Good idea. I've added that.

> -Do we want to point extension authors to the devmo article? I have a feeling
> that they'll end up on our article.

I don't think so. The article is for users. Any extensions causing the problem are bundled.

> -How about giving them instructions to install it normally, as described at
> http://forums.mozillazine.org/viewtopic.php?p=3107806#3107806 ?

That is dependent on whether or not the XPI is available.

> -Step 1 is Windows and Linux specific

When the only difference is "At the top of the Firefox window" vs. "On the menu bar" I don't think we need to split it up. Only if the menu path is different. I'm confident Mac users will understand it. I'm not confident Windows users will understand "menu bar".

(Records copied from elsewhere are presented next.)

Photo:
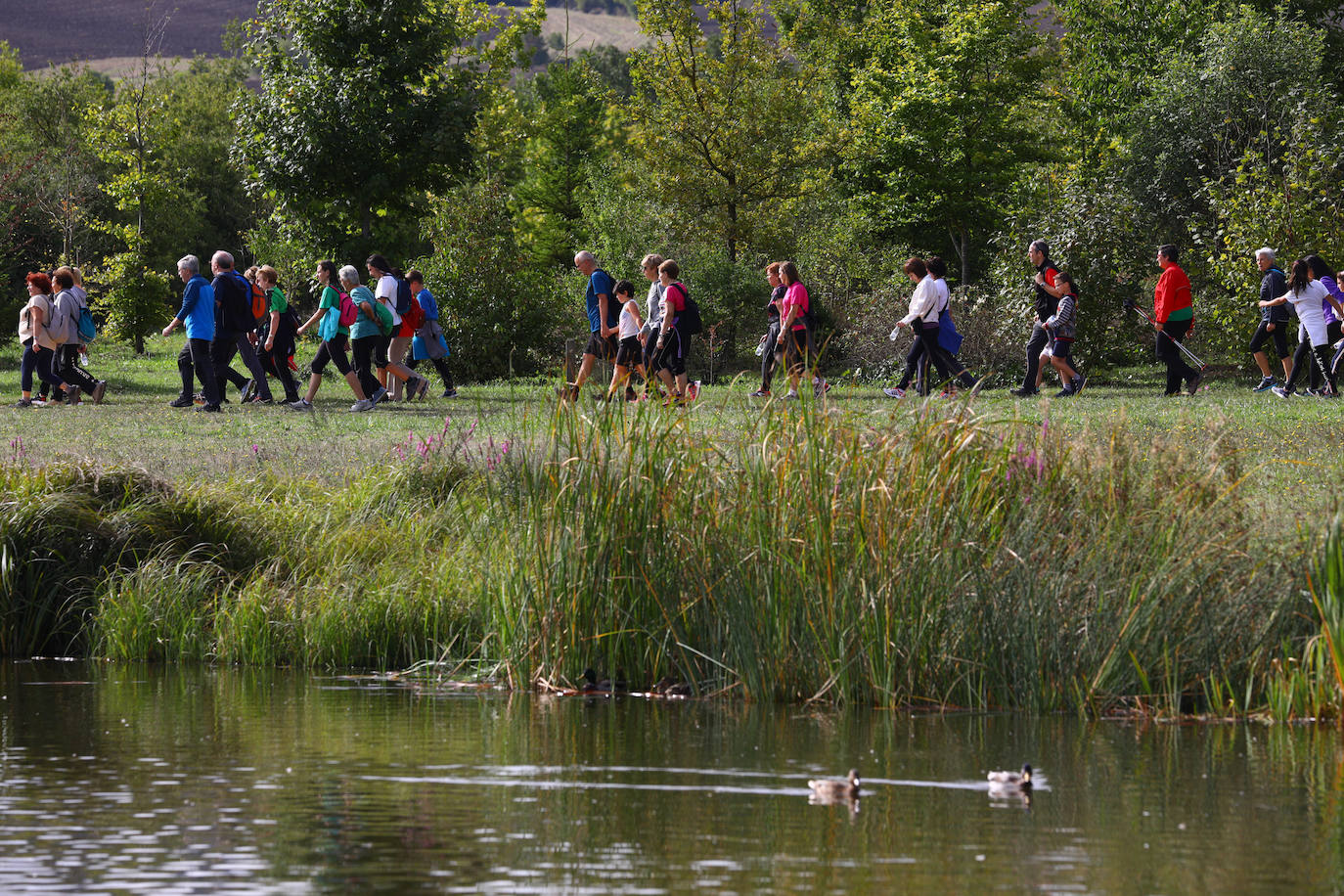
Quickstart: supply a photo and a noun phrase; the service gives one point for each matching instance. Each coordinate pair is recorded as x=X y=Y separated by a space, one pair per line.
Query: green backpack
x=383 y=317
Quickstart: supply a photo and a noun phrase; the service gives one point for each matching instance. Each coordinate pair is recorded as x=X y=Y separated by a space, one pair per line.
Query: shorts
x=1264 y=335
x=601 y=347
x=674 y=355
x=631 y=352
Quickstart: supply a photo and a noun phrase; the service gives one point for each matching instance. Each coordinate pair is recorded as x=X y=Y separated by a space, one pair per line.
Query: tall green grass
x=916 y=557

> -Include something after Step 3 that tells the user to restart Firefox and try
> again to see if the problem's gone (and possibly if it isn't, re-enable the
> extensions).

Done. :-)
Firefox 3 has a restart button in the Add-ons window, so we'll have to add this article to the list, that needs updating for Fx3.

> 
> Nitpicks:
> -"Registration" shouldn't be capitalized in the first sentence.

Fixed.

> -There are too many commas. The first paragraph should only have a comma after
> the word "file". The second paragraph shouldn't have any. Step 3 should drop
> the first comma, and I think "which" should become "that".

Fixed.
The only other part I'd add is that, if it's an option, running Firefox as an admin user may solve the problem. An admin user can generate and write the manifest file to the appdir, which should clear up the problem for non-privileged users. 

I'd also add an explicit invitation for folks to post problem extensions in the comments.
Oh yes, I just realized that should be able to run as administrator once to create the file, and then you should be fine running like a normal user.
Instead of adding that solution to what we've got, I think we should replace the 'disable add-on' solution with the 'get your system admin to run it once' solution. What do you think?
I wouldn't replace it, as sometimes running as admin isn't an option. I'd leave them as "try this first, and if you can't/it doesn't work, disable the extension"
Okay done. Ready for another review.